Talking to the Business Recorder, Rehan Jafri, President, Karachi Tax Bar Association (KTBA) said that the show cause notices, which were being issued to ask the taxpayers to show why the tax returns filed for TY 2021, were taken as deemed assessments under the Ordinance.

He said that provisions of Section 221 of the Ordinance empowered a commissioner to amend any order passed by him. The issue of adjustment of the previous year’s refund, however, does not come within the ambit or scope of rectification of mistake as provided under Section 221 of the Ordinance.

The Section 221 of the Ordinance, states that a Commissioner may rectify “ANY ORDER PASSED BY HIM”, while in the instant case, no formal order, using the application of mind, has been passed by the learned Commissioner Inland Revenue (“CIR”) himself or by any of his learned predecessor. It would not be out of context to elaborate here that clause (b) of sub-section (1) of Section 120 of the Ordinance provides that a return filed to be taken as an assessment order passed by the CIR.

Jafri said that he sent the letter to the chairman FBR, informing him about the issue. He said that the purpose of the letter was nothing but to inform the FBR chairman about the illegality, which was allowed to permeate through the whole process.

It is by virtue of this deeming provision and the fiction of law, the return filed is treated as an assessment order, which, however, by any stretch of the imagination, cannot be treated as formal assessment order and would have factually been passed by a CIR.

This dictum is validated by the superior courts in a number of cases. A very relevant judgment in this regard would be that given by LHC wherein the ratio has been settled (W.P No. 13284 of 2012).

He said that if the illegality was not arrested at the beginning of the process, it would render the whole exercise to end in the inevitable litigation between the taxpayer and the department, which could well be avoided now, adding that the refund became due when the assessment order under Section 120 of the Ordinance came into existence and thereafter the refunds of previous years could very much be adjusted against the liability of current year.
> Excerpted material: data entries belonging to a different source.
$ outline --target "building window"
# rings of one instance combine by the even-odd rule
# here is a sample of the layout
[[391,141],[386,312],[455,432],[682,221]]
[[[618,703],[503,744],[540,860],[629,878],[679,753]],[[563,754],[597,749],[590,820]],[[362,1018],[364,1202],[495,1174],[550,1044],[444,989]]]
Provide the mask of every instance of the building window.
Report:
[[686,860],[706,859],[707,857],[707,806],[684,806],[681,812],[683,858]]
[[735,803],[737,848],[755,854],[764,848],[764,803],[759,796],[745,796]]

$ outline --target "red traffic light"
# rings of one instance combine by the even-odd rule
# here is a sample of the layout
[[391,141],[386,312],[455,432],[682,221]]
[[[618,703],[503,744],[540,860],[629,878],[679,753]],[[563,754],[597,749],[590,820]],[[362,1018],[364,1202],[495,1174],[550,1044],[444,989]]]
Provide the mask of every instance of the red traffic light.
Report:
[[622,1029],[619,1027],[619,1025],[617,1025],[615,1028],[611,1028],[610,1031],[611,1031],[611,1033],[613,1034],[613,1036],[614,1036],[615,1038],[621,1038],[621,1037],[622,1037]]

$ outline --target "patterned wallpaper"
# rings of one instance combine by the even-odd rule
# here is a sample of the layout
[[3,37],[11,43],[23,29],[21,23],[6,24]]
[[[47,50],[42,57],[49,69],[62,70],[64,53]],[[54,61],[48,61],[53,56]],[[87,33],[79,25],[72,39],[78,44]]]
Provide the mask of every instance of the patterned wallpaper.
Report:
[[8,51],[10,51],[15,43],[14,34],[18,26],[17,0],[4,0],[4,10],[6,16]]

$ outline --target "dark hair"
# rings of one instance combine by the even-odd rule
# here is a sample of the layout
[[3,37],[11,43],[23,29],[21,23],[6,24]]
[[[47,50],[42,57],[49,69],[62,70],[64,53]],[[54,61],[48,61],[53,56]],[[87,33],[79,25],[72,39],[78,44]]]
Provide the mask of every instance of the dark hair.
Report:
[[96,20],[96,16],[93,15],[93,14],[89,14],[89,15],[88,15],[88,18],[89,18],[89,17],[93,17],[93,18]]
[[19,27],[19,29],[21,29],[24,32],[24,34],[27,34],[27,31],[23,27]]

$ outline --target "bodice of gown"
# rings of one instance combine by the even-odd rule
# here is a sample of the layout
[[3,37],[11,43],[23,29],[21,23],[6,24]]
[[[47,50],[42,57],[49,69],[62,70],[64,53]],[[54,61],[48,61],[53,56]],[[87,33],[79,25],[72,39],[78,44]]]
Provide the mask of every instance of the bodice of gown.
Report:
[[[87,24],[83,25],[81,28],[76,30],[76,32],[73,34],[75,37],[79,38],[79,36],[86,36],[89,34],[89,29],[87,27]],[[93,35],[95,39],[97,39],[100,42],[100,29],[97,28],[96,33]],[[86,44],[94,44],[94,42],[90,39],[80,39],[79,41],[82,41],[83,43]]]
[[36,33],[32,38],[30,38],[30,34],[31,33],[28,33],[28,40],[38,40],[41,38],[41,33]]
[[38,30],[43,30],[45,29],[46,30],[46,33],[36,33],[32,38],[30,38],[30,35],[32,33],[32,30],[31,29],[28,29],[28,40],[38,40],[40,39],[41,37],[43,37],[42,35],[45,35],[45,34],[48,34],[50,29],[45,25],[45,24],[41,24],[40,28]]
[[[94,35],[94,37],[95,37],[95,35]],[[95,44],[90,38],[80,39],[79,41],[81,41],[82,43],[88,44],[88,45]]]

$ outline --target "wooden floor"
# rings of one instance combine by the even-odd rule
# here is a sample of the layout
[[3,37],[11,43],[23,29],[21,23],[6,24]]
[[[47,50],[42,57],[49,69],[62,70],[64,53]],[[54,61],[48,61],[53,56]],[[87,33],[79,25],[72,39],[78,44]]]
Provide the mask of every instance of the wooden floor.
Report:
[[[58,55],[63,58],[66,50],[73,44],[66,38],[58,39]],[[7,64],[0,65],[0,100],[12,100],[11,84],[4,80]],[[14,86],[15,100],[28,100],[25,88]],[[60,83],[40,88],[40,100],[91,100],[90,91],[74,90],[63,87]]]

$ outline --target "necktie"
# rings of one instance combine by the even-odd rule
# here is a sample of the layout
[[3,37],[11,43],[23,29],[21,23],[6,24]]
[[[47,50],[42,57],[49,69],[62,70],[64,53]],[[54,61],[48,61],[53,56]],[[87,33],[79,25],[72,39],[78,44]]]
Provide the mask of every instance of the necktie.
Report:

This legal notion has been endorsed by the judgments of the superior courts as well.

He said the KTBA completely endorsed that any shortfall of payment of tax was ought to be made in full and if any erroneous adjustment of tax refunds was proved, the same should be recovered and paid without any resistance, but only and strictly according to the given and due process of law.

Moreover, if there was any shortfall in the return including a short payment of tax and/or incorrect adjustment of tax or incorrect adjustment previous year’s refund, the correct course of action should have been the issuance of notice under sub-section (3) of Section 120 of the Ordinance, which provides that where a return is not complete, the CIR shall issue a notice to the taxpayer informing him of the deficiencies in the return of income including short payment of tax payable and asking him to provide such information.

KTBA in its letter urged the FBR that no such notice has been issued in the first place, the tax return filed would be taken to be completed and without any deficiencies and, therefore, any assumption of jurisdiction under Section 221 of the Ordinance would fundamentally be incorrect and requested to withdraw these notices, creating unnecessary agony and distress to the taxpayers of the country.